= Carbon retirement =

Carbon emission reduction scheme

Carbon retirement is a mechanism within carbon emission trading that aims to mitigate climate change by permanently removing emission allowances from circulation.

In the European Union Emission Trading Scheme, EU Emission Allowances permit holders to emit a specified amount of carbon dioxide. If allowances are removed through carbon retirement, this increases the scarcity and cost of allowances, contributing to the overall reduction of carbon emissions.

Additionally, carbon retirement encompasses the purchase and permanent retirement of carbon credits, certificates representing the prevention of greenhouse gas emissions or removing these gases from the atmosphere. Companies often use these credits to offset emissions from operations that are challenging to eliminate immediately, thus contributing to their environmental responsibility efforts. Companies could potentially claim "retired" emission allowances as their own carbon credits, as compensation for emissions from sources that will eventually be eliminated.

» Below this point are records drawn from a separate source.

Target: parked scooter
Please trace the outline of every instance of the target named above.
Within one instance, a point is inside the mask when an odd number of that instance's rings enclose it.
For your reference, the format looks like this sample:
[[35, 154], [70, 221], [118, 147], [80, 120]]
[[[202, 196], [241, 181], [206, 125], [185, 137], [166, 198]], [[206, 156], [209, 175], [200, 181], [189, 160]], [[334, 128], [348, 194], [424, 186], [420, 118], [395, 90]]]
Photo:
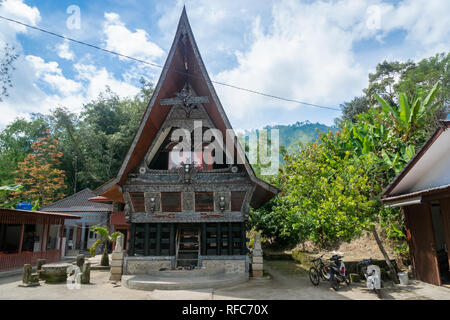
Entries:
[[348, 276], [345, 274], [345, 264], [342, 261], [342, 256], [340, 255], [333, 255], [330, 260], [332, 261], [332, 263], [329, 265], [330, 267], [330, 282], [331, 282], [331, 287], [334, 290], [338, 290], [339, 289], [339, 285], [341, 282], [345, 282], [347, 285], [350, 284], [350, 279], [348, 278]]
[[367, 289], [373, 290], [381, 298], [381, 272], [380, 267], [373, 264], [372, 259], [365, 259], [357, 264], [362, 266], [364, 277], [366, 278]]

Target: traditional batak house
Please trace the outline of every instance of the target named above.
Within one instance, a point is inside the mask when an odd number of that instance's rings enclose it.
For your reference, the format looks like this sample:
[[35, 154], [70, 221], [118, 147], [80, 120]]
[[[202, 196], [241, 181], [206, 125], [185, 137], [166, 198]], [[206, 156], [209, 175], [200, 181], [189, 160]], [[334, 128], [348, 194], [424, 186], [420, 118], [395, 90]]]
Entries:
[[0, 209], [0, 271], [35, 265], [38, 259], [61, 260], [63, 226], [79, 216]]
[[[211, 137], [209, 129], [220, 135]], [[211, 147], [220, 144], [226, 147]], [[224, 163], [208, 161], [220, 153]], [[119, 212], [123, 206], [130, 224], [124, 273], [218, 265], [248, 272], [250, 206], [259, 208], [277, 192], [256, 177], [234, 137], [183, 10], [117, 177], [97, 190]]]
[[[68, 220], [64, 225], [66, 256], [87, 252], [97, 241], [98, 235], [90, 230], [92, 226], [110, 225], [112, 205], [89, 201], [95, 196], [95, 193], [86, 188], [42, 208], [46, 212], [64, 212], [80, 217], [80, 220]], [[97, 250], [100, 252], [100, 248]]]
[[382, 196], [403, 210], [415, 278], [435, 285], [450, 284], [449, 127], [441, 122]]

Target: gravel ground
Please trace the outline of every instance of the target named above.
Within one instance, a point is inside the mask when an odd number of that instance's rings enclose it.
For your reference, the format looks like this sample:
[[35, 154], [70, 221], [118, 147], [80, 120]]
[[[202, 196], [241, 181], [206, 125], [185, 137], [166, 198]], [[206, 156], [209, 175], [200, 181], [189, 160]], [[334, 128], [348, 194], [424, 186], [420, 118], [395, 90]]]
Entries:
[[[238, 286], [217, 290], [131, 290], [108, 280], [109, 272], [91, 271], [91, 284], [80, 289], [68, 289], [66, 284], [45, 284], [39, 287], [21, 288], [21, 276], [0, 279], [0, 299], [20, 300], [228, 300], [228, 299], [280, 299], [280, 300], [377, 300], [378, 297], [365, 289], [363, 283], [345, 284], [335, 292], [328, 283], [312, 286], [305, 270], [291, 261], [266, 261], [265, 269], [271, 275], [269, 280], [250, 280]], [[383, 299], [424, 300], [448, 299], [450, 289], [437, 287], [419, 281], [408, 286], [386, 285], [382, 289]]]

Carbon retirement has been described as "straightforward and transparent," compared to other offsets which can involve more complex methodologies and trading.

== Use ==
2020: McKinsey Sustainability reported a significant uptick in the retirement of carbon credits, with approximately 95 million tons of CO_{2} equivalent retired in 2020 alone, more than doubling the figures from 2017.

2022: British media outlet Carbon Brief observed that 146 million carbon credits were retired from the four largest registries for carbon-offset projects in the voluntary market, indicating a substantial increase in the volume of retired credits within just three years.